The report is published following an unpreceden­ted boom over the past year in regional and rural house prices as thousands of families have taken advantage of working from home to move away from tightly-packed urban areas and suburban commuter districts. Many have been searching for more room and outdoor space.

However, evidence from once-in-a-decade national censuses shows how the pandemic housing boom is just the latest stage of a five-decades-long process.

The report said: ‘Places that saw an increase in population proportion between censuses were generally areas that in 1961 were classed as rural districts. As cities spread, people moved and the new towns were built, some of these previously rural districts became more urbanised.’

The biggest cities in england and Wales at the beginning of the sixties – Birmingham, Manchester, Leeds, Liverpool, Sheffield and Bristol – were still the biggest in 2011, it said. But it added: ‘Of those six urban centres, five also saw the biggest reductions in the proportion of the population of england and Wales they were home to between censuses. The city of Birmingham, as it was defined in 1961, went from housing 2.4 per cent of the population to 1.7 per cent.’

Six decades ago, large numbers of homes had outside toilets and no plumbed-in bath. The ONS said: ‘The census that year [1961] asked if people had a toilet inside or attached to the home they were living in. Nearly seven per cent of households in england and Wales did not.’

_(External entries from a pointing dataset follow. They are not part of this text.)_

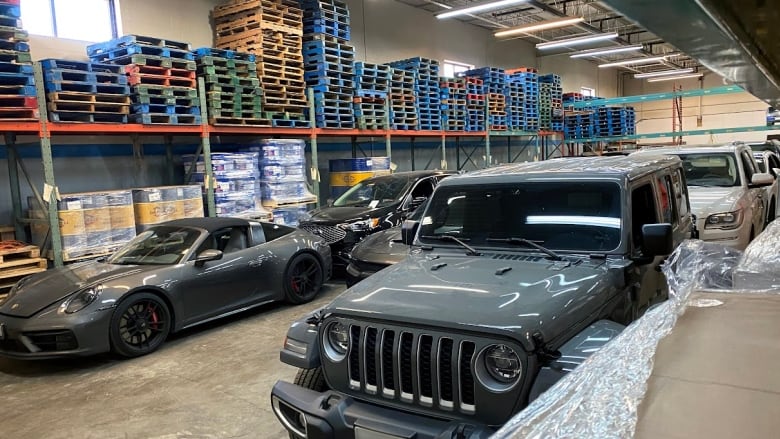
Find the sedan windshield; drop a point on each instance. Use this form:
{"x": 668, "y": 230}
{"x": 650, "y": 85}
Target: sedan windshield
{"x": 374, "y": 193}
{"x": 581, "y": 216}
{"x": 160, "y": 245}
{"x": 711, "y": 169}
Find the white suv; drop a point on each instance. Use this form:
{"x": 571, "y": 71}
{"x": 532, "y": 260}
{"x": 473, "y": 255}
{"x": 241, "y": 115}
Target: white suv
{"x": 725, "y": 186}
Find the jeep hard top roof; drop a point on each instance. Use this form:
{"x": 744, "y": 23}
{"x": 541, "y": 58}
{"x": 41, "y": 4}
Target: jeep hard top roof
{"x": 630, "y": 167}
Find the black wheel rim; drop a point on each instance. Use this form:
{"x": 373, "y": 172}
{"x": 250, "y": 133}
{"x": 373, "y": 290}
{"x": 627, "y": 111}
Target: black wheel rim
{"x": 304, "y": 277}
{"x": 143, "y": 324}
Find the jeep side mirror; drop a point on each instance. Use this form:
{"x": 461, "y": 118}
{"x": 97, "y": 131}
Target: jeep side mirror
{"x": 408, "y": 231}
{"x": 761, "y": 180}
{"x": 657, "y": 239}
{"x": 206, "y": 256}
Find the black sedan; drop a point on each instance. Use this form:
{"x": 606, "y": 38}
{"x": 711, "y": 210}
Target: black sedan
{"x": 372, "y": 205}
{"x": 171, "y": 277}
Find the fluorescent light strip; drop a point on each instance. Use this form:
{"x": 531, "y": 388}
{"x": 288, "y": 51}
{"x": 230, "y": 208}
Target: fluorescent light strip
{"x": 671, "y": 78}
{"x": 663, "y": 73}
{"x": 576, "y": 41}
{"x": 634, "y": 61}
{"x": 599, "y": 52}
{"x": 542, "y": 25}
{"x": 478, "y": 8}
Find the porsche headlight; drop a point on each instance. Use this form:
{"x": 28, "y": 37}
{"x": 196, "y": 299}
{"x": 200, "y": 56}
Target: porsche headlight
{"x": 727, "y": 220}
{"x": 368, "y": 224}
{"x": 499, "y": 367}
{"x": 336, "y": 341}
{"x": 80, "y": 300}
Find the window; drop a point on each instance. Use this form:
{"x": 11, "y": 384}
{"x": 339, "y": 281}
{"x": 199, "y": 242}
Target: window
{"x": 85, "y": 20}
{"x": 452, "y": 68}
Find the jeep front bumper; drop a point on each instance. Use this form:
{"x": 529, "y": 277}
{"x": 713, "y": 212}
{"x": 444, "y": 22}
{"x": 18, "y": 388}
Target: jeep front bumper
{"x": 332, "y": 415}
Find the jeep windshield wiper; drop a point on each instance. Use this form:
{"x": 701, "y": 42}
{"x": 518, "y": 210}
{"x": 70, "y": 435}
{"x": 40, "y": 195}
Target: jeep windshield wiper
{"x": 459, "y": 241}
{"x": 528, "y": 242}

The proportion of the population who live in homes they own has risen from 42 per cent to 64 per cent, the report said, with ownership heavily boosted by Margaret Thatcher’s right-tobuy policy. It has, however, fallen in recent years as a result of high prices and the impact of the 2008 recession.

The improvemen­t in conditions has not been matched by an increase in the stability of the families who enjoy them, the ONS said.

At the time of the 1961 census, 68 per cent of those aged 16 and over were married and 0.8 per cent were divorced. In the 2011 census, this had changed to 49 per cent of those aged 16 and over married or in a same-sex civil partnershi­p, and nine per cent divorced or in a legally dissolved civil partnershi­p.